No se esconden en antros ni lupanares, están ahí, en los bares habituales. A veces es muy difícil percatarse, ni siquiera te das cuenta, bailas con una chica, ríes y a los cinco minutos le estás pagando una copa de coñac a su amiga.

En el final del asco profundo que despiertan los embrutecidos machos en sus envites de cintura contra el muslo de la niña, hay también algo de comprensión y compasión. En ese momento se creen que controlan la inseguridad que les ha jodido a lo largo de toda su vida por el módico precio de, pongamos que, cien euros.

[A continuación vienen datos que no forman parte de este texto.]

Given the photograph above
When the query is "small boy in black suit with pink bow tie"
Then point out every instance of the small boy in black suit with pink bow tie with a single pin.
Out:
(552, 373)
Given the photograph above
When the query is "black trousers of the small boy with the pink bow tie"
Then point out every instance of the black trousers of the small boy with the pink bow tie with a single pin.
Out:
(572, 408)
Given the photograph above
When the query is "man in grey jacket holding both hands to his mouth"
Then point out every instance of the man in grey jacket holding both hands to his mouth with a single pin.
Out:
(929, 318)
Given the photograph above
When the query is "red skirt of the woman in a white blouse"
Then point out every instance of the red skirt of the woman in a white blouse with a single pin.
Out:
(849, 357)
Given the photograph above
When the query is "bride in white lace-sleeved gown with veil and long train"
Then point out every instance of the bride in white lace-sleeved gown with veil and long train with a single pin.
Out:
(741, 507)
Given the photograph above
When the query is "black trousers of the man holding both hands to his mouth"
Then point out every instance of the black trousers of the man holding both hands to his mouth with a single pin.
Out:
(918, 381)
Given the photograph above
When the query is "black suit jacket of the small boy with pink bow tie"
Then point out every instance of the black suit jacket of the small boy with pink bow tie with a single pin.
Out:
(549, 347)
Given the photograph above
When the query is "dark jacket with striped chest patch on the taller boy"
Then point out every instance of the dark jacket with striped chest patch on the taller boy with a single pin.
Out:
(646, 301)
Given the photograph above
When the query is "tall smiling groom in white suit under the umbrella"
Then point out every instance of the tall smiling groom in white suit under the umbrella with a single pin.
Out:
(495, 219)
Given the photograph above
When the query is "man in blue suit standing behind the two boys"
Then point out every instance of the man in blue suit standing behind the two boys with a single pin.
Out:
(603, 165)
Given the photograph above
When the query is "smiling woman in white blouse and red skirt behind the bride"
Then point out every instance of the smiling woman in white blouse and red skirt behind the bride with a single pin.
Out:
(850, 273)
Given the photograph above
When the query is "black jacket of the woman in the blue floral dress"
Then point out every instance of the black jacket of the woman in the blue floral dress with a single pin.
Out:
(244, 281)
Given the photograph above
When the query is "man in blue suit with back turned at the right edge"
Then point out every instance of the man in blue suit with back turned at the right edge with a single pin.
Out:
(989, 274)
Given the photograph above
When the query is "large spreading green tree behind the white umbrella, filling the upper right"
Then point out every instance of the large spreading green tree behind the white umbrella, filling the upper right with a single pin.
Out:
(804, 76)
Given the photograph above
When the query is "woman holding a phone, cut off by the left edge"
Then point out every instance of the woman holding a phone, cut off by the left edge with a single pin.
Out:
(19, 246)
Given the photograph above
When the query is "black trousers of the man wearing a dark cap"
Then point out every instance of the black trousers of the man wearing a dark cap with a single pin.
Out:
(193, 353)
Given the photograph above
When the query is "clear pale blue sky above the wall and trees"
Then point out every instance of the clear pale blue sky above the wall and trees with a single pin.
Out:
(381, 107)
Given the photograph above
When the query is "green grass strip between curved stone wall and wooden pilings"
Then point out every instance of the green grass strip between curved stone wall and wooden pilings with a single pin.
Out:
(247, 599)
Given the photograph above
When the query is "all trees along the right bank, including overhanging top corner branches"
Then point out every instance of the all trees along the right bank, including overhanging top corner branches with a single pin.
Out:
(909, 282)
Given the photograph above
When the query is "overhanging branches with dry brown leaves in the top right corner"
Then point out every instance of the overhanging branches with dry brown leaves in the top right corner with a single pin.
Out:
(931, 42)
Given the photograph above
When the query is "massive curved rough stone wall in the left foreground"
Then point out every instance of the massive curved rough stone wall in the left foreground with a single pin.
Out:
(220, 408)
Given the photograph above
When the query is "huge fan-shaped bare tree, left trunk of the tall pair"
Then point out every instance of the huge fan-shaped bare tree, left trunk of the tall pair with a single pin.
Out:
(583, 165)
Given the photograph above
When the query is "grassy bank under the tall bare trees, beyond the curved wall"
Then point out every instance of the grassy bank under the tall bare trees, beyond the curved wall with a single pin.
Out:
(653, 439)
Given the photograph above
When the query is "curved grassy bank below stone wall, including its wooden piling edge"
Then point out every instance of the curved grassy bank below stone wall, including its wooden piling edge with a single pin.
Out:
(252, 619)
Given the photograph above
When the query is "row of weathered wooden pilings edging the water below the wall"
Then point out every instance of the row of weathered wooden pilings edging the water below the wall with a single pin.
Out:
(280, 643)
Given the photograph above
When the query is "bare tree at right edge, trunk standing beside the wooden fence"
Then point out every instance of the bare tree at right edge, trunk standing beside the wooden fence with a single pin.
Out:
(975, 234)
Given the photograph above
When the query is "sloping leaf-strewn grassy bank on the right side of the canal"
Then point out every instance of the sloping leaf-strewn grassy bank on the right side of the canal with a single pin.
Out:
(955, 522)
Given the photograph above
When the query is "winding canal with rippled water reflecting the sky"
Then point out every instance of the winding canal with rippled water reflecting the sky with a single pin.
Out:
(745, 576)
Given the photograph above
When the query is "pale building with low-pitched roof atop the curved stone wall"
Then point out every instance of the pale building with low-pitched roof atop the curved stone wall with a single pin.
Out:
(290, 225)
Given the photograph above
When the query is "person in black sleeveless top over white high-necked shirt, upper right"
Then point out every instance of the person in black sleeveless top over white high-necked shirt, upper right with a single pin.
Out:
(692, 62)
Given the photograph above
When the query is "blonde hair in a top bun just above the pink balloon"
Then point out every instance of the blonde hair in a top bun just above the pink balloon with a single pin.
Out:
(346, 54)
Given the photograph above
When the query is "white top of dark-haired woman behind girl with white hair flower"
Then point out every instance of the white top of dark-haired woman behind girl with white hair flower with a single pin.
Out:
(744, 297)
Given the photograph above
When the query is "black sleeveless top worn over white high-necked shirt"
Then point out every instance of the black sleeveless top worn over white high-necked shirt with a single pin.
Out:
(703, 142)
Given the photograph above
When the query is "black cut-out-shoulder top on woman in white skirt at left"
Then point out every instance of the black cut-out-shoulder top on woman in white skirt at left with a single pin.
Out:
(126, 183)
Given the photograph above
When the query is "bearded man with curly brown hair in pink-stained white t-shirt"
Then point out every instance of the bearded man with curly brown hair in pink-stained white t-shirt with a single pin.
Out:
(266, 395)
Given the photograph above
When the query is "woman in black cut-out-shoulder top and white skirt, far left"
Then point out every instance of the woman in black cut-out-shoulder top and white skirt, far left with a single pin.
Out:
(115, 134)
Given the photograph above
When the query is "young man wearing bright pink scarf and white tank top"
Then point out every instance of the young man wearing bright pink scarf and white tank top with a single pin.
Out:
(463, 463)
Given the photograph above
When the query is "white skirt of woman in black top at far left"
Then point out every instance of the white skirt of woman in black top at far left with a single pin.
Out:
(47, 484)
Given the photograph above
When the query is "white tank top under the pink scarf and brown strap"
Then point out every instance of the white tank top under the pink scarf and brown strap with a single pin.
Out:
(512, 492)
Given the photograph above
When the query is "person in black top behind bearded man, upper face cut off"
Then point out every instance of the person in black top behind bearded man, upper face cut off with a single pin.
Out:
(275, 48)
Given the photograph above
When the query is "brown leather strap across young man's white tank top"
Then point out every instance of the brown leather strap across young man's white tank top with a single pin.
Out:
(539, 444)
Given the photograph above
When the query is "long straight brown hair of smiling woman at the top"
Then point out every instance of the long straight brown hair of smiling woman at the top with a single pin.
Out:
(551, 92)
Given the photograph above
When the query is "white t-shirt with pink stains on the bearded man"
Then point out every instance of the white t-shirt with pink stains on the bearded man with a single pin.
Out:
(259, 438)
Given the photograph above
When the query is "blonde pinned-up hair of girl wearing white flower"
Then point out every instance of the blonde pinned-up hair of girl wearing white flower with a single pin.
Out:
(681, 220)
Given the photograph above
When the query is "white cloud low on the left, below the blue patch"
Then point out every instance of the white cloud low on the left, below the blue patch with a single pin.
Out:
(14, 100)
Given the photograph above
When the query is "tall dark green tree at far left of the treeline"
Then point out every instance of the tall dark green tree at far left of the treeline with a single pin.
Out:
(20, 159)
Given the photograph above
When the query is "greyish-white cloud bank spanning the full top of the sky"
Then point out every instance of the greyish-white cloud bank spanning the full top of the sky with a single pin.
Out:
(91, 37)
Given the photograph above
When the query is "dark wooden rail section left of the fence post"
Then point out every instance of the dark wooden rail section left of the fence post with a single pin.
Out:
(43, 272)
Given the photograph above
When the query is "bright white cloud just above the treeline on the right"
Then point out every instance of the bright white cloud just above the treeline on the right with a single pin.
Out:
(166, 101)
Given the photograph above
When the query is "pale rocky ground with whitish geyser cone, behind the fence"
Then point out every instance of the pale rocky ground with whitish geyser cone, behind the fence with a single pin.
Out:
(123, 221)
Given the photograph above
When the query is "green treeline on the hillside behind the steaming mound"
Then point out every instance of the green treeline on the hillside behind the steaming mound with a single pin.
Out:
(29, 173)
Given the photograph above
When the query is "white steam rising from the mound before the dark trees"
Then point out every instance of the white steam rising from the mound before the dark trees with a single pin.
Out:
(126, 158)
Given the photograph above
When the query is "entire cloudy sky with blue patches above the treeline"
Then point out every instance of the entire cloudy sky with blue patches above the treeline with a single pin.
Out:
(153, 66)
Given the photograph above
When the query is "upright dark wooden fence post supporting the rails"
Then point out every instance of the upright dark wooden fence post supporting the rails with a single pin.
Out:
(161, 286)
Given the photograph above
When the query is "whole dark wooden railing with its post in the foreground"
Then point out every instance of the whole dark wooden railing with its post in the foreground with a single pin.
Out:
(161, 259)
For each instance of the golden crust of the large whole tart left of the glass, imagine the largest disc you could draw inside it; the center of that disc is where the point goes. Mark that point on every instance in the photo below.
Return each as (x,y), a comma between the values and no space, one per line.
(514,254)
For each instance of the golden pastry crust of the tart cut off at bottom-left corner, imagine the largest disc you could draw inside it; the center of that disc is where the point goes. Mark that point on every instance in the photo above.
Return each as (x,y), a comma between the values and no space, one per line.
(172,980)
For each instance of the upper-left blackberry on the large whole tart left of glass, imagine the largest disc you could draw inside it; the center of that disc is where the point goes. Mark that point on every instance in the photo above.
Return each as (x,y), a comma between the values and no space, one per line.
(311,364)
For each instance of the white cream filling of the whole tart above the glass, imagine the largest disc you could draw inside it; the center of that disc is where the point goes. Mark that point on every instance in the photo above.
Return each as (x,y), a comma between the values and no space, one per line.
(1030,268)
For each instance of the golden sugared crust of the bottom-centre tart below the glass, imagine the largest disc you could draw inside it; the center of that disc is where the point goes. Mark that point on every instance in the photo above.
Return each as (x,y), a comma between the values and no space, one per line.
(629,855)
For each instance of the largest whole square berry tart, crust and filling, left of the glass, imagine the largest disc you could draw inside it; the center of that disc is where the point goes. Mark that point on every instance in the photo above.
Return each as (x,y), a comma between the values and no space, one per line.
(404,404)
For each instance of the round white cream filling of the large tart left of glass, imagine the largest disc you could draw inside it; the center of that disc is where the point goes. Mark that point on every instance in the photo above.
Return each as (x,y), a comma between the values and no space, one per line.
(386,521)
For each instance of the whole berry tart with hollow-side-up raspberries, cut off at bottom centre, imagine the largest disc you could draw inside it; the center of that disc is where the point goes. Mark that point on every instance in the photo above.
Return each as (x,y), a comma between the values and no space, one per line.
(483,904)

No puedo decir que sintiera vergüenza ajena, porque mis pulsiones eran demasiado parecidas a las de ellos como para tirar la primera piedra.

No sé en otros casos cómo será. En el mío, intenté indagar, hacerla reír, saber quién era. Pero sólo encontré un muro infranqueable, alguien aparentemente cómoda en su meretriz posición. Hasta el punto de que llegué a dudar de si verdaderamente quedaba algo detrás de ese muro.

Ahora que lo pienso, no creo que un imbécil que llegue a las cuatro de la mañana de buen samaritano fuera a enternecerle demasiado el corazón, cuando la única puerta que le abre poseer una belleza sublime es la de un hostal cada noche.

De los que estábamos allí, sólo unos pocos pasábamos los 22 ó 23 años. El resto de la escena grotesca estaba compuesto, ellos y ellas, de chavales jóvenes, normalmente guapos y universitarios, cuyos valores morales no les suponen el menor inconveniente para negociar. Un sueño de ambición en una mano, un sueño de libertad en la otra, mientras van asumiendo, rebuscando y renegando de su tiempo.